Playbook 4: Malware Infection

Identification

Indicators:

Triage:

□ What type of malware? (ransomware, RAT, cryptominer, etc.)
□ How many systems affected?
□ Is it spreading?
□ What's the business impact?
□ Is data at risk?

Containment

IMMEDIATE:
□ Isolate infected system(s)
□ Collect memory dump BEFORE shutdown
□ Block C2 IPs/domains
□ Identify potentially affected systems
□ Preserve evidence

DO NOT:
□ Don't immediately reinstall (lose forensics)
□ Don't run multiple AV scans (may alert malware)
□ Don't power off without memory capture

Memory Acquisition:

# Linux - Using LiME
insmod lime.ko "path=/evidence/memory.lime format=lime"

# Windows - Using winpmem
winpmem_mini_x64.exe memory.raw

# Volatility analysis
vol.py -f memory.raw windows.pstree
vol.py -f memory.raw windows.malfind
vol.py -f memory.raw windows.netscan

Analysis

Questions to Answer:

□ What is the malware family?
□ What is the initial infection vector?
□ What are the C2 servers?
□ What capabilities does it have?
□ Has it spread to other systems?
□ What data has it accessed/exfiltrated?

Basic Analysis:

# Check file hash
sha256sum suspicious_file.exe

# Check VirusTotal
vt file suspicious_file.exe

# Network connections
netstat -ano | findstr ESTABLISHED

# Process list
tasklist /v

# Autostart locations
autorunsc -accepteula -a * -c -h -s -v -vt

Eradication

□ Identify all malware artifacts
□ Remove malware from all systems
□ Close infection vector
□ Reset compromised credentials
□ Update signatures/IOCs
□ Verify clean state

Recovery

□ Rebuild from clean image (preferred)
□ Or remove malware and verify clean
□ Restore user data from backup
□ Reconnect to network in phases
□ Enhanced monitoring for 30 days

Playbook 5: Phishing Incident

Identification

Reported By:

Triage:

□ What type of phishing? (credential, malware, BEC)
□ How many users received it?
□ How many clicked?
□ How many submitted credentials?
□ Was there malware involved?

Containment

IMMEDIATE:
□ Block sender email/domain
□ Delete email from all mailboxes
□ Block malicious URL at proxy
□ Identify all recipients

IF CREDENTIALS SUBMITTED:
□ Force password reset
□ Revoke sessions
□ Enable/verify MFA
□ Check for unauthorized access

Email Removal (Office 365):

# Search and delete phishing email
$search = New-ComplianceSearch -Name "PhishRemoval" -ExchangeLocation All -ContentMatchQuery 'from:attacker@evil.com AND subject:"Urgent"'
Start-ComplianceSearch -Identity "PhishRemoval"

# Review results
Get-ComplianceSearch -Identity "PhishRemoval" | FL

# Purge (hard delete)
New-ComplianceSearchAction -SearchName "PhishRemoval" -Purge -PurgeType HardDelete

Investigation

□ Analyze phishing email headers
□ Identify hosting infrastructure
□ Check for lookalike domains
□ Determine campaign scope
□ Report to abuse contacts

Header Analysis:

Key Headers to Check:
- Return-Path (actual sender)
- Received (email route)
- X-Originating-IP
- Authentication-Results (SPF, DKIM, DMARC)
- Message-ID

Post-Incident

□ User education (targeted training for clickers)
□ Update email filters
□ Consider simulated phishing exercise
□ Review security awareness program
□ Document lessons learned

Communication Templates

Internal Escalation

SUBJECT: [SEVERITY] Security Incident - [Brief Description]

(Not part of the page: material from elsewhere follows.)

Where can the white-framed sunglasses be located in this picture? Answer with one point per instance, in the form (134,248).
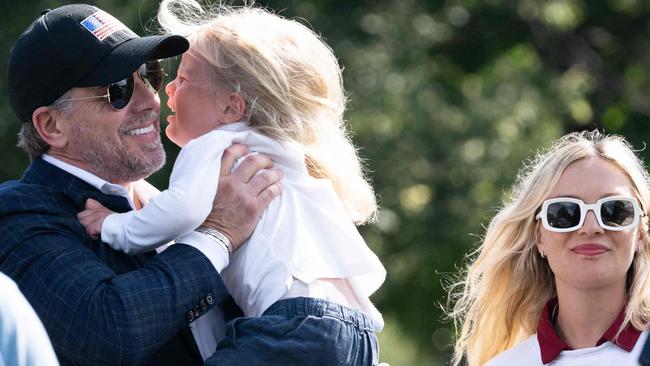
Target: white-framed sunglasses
(564,214)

SEVERITY: Critical/High/Medium/Low
STATUS: Active/Contained/Resolved
INCIDENT ID: INC-2024-001

SUMMARY:
[2-3 sentences describing what happened]

IMPACT:
- Systems affected: [list]
- Users affected: [count]
- Data at risk: [yes/no, type]
- Business impact: [description]

CURRENT STATUS:
- What we know: [facts]
- What we don't know: [gaps]
- Current actions: [what's being done]

NEXT STEPS:
1. [Action] - [Owner] - [Timeline]
2. [Action] - [Owner] - [Timeline]

NEXT UPDATE: [Time]

CONTACT: [IR Lead name and contact]

Executive Update

SUBJECT: Security Incident Update - [Time]

SITUATION:
[One paragraph summary suitable for executives]

IMPACT:
☐ Customer data at risk: [Yes/No]
☐ Business operations affected: [Yes/No]
☐ Regulatory notification required: [Yes/No]
☐ Media attention likely: [Yes/No]

KEY METRICS:
- Systems affected: X
- Estimated recovery time: X hours/days
- Estimated cost: $X

ACTIONS TAKEN:
• [Action 1]
• [Action 2]

DECISIONS NEEDED:
• [Decision point, if any]

NEXT UPDATE: [Time]

Customer/Public Notification

SUBJECT: Security Incident Notice

We detected unauthorized activity in our systems on [date].

WHAT HAPPENED:
[Clear, factual description without technical jargon]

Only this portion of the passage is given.